Tym bardziej, że większość spośród znanych mi przesądów należy do tych raczej przyjemnych. Na przykład te związane z ząbkami – który z rodziców jako pierwszy zauważy pierwszy ząbek dziecka, temu należy się drobny prezent / sukienka (w zależności od wersji; jako facet wolałbym pierwszą z nich, bo przecież co mi po sukience, z drugiej strony i tak zwykle to mamuśki są górą). Albo wróżka zębuszka, która przynosi w nocy drobny prezent dziecku, które utracony ząbek mleczny włoży przed snem pod poduszkę. Ostatnio z kolei wyczytałem typowo ludową tradycję stuknięcia w ząbek maluszka otrzymaną na chrzcie srebrną łyżeczką, w celu zapewnienia mu szczęścia.

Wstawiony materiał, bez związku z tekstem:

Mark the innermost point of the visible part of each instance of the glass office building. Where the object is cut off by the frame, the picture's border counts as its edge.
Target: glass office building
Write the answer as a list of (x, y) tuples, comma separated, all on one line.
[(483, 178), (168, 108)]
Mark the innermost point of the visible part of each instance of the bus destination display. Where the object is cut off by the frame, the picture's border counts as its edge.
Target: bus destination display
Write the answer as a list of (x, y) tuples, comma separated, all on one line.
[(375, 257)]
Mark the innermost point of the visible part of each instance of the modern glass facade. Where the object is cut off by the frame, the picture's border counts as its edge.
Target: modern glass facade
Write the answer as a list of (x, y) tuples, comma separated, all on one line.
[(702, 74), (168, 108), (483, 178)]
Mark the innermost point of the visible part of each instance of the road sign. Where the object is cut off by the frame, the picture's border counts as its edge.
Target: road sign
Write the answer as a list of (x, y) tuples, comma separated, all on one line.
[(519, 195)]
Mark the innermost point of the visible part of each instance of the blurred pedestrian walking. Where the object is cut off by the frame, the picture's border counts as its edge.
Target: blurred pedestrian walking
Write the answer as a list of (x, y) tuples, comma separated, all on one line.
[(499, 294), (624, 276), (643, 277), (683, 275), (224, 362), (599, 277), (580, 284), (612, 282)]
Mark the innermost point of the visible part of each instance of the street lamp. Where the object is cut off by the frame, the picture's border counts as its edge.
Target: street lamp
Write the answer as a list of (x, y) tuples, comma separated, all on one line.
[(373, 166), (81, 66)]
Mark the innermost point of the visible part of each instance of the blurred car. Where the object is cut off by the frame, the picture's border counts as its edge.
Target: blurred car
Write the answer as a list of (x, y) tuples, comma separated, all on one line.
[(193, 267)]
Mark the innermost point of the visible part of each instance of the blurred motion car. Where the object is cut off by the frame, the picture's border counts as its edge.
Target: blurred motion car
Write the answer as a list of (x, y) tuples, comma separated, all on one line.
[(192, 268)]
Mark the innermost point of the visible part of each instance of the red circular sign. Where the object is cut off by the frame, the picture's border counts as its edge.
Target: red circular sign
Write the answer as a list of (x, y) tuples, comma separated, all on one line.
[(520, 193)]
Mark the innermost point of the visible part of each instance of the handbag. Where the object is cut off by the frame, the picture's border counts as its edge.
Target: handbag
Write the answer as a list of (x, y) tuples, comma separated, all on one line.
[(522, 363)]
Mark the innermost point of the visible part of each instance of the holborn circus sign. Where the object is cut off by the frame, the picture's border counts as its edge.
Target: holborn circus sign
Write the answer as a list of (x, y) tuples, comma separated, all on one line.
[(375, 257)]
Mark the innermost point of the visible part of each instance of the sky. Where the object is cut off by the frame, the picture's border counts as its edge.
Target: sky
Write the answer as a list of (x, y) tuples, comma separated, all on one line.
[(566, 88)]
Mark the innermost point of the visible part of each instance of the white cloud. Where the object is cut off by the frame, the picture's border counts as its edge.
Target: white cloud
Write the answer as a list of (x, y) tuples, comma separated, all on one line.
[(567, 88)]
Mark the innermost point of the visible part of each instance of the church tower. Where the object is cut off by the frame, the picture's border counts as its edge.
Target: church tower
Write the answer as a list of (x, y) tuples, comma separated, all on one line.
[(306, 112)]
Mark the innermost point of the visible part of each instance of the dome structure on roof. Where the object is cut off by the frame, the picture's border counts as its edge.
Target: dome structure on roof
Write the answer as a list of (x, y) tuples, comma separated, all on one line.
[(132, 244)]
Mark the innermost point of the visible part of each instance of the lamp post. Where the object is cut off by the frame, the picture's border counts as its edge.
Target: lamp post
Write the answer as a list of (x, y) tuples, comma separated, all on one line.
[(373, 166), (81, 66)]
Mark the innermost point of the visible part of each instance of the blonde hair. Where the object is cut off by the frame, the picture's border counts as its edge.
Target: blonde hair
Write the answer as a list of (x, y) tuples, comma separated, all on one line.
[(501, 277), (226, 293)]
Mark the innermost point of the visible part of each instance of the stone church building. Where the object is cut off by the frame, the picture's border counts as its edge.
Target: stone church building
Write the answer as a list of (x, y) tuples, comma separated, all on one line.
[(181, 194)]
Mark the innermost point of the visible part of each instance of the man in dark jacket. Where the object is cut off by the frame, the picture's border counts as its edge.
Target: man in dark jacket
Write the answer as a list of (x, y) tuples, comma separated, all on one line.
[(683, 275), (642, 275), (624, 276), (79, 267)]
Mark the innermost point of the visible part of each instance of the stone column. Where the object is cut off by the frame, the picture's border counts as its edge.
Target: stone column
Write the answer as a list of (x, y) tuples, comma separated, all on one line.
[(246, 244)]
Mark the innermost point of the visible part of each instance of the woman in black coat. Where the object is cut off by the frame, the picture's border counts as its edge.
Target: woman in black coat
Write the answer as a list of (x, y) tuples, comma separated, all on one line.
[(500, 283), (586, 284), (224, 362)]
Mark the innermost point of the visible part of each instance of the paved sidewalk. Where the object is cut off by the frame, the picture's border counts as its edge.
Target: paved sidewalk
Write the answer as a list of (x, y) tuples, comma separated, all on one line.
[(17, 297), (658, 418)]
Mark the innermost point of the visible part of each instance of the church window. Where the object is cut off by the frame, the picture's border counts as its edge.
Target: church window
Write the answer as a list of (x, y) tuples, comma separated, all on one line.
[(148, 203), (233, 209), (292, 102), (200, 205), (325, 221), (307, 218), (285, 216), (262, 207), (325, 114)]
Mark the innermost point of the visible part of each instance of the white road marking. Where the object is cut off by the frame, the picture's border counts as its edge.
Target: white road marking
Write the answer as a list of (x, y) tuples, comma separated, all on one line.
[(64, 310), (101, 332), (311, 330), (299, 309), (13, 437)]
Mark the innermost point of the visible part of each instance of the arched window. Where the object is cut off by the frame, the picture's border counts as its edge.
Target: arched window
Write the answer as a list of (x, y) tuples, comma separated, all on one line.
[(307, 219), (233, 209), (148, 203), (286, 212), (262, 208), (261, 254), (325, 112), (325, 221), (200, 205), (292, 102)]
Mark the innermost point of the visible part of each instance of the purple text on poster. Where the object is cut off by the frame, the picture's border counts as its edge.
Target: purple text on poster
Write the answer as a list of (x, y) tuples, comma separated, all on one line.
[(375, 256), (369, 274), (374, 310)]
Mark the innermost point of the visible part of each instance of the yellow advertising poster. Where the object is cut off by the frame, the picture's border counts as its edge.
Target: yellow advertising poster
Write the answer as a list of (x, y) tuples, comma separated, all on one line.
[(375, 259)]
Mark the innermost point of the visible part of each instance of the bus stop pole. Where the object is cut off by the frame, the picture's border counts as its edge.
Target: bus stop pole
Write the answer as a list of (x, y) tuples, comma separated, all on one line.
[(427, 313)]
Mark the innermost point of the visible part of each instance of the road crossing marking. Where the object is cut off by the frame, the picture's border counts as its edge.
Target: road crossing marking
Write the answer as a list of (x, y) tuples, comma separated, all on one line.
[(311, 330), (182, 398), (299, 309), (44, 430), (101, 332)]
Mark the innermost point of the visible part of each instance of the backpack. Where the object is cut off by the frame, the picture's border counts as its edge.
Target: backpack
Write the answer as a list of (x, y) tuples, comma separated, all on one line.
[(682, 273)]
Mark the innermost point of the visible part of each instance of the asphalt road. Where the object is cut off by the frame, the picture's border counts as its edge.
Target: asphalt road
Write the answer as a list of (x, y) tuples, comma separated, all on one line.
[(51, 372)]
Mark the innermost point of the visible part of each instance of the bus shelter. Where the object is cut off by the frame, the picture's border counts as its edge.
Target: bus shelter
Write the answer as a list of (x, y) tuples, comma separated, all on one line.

Albo raczej zabobony dotyczące pożądanej płci dziecka, budzące mimowolny ruch kącików mych ust w górę. Przykładowo, jeśli życzysz sobie córeczkę, to podczas starań o potomka załóż skarpetki w kolorze różowym, a jeśli synka, to w niebieskim. Sprawdziłem – nie działa 😉 Nie żebym narzekał, Mała jest cudowna, ale chyba każdy ojciec w pierwszej kolejności myśli o pierworodnym synu. Część osób wierzy, że jeśli niemowlę najpierw powie „tata”, to następne dziecko będzie chłopcem, a jeśli „mama”, to dziewczynką. Zdaniem specjalistów większość maluszków najpierw zaczyna mówić „tata”, ponieważ „t” jest łatwiejsze do wymówienia niż „m”. To dobra informacja w kontekście ostatniego z omawianych przesądów, ponieważ oznacza, że do seksmisji nam jeszcze daleko 😉
Istnieje też przesąd dotyczący pieluch – ich palenie w piecu zamiast wyrzucanie do kosza na śmieci może rzekomo skutkować odparzeniami i krostkami na pupie dziecka. Z własnego doświadczenia nie jestem w stanie potwierdzić ani zaprzeczyć, ponieważ od narodzin Małej stosujemy pieluszki wielorazowe. Podejrzewam jednak, że chodzi tu raczej o smród w domu i zanieczyszczanie środowiska produktami spalania jednorazówek. I tyle z kolejnego mitu.